下記の問題及び解説は、必ずしも現時点における法改正及びデータを反映したものではない場合があります。

宅建 過去問解説 平成28年 問10

【動画解説】法律 辻説法

【問 10】 甲建物を所有するAが死亡し、相続人がそれぞれAの子であるB及びCの2名である場合に関する次の記述のうち、民法の規定及び判例によれば、誤っているものはどれか。

1 Bが甲建物を不法占拠するDに対し明渡しを求めたとしても、Bは単純承認をしたものとはみなされない。

2 Cが甲建物の賃借人Eに対し相続財産である未払賃料の支払いを求め、これを収受領得したときは、Cは単純承認をしたものとみなされる。

3 Cが単純承認をしたときは、Bは限定承認をすることができない。

4 Bが自己のために相続の開始があったことを知らない場合であっても、相続の開始から3か月が経過したときは、Bは単純承認をしたものとみなされる。

【解答及び解説】

【問 10】 正解 4

1 正しい。
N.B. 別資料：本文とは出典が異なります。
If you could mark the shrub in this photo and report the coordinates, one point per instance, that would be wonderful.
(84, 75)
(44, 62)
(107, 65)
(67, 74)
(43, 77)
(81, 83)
相続人が相続財産の全部又は一部を処分したときは、相続人は、単純承認をしたものとみなされるが、保存行為はこれに該当しない。不法占拠者に対する明渡し請求は保存行為に該当するので、Bは単純承認をしたものとはみなされない。
*民法921条1号

2 正しい。相続人が相続財産の全部又は一部を処分したときは、相続人は、単純承認をしたものとみなされるが、相続財産である未払賃料の支払いを求め、これを収受領得することは、これに該当する。
*民法921条1号

3 正しい。相続人が数人あるときは、限定承認は、共同相続人の全員が共同してのみこれをすることができるので、Cが単純承認すれば、Bは限定承認をすることができなくなる。
*民法923条

4 誤り。相続人が、自己のために相続の開始があったことを「知った」時から3カ月以内に限定承認又は相続の放棄をしなかったときは、、相続人は、単純承認をしたものとみなされる。したがって、相続の開始から3か月が経過したとしても、Bが自己のために相続の開始があったことを知らないのであれば、単純承認とはみなされない。
*民法921条2号


【解法のポイント】肢1と、肢2は考え込んでしまった人もいるかもしれませんが、肢3と肢4は簡単です。正解しなければいけない問題です。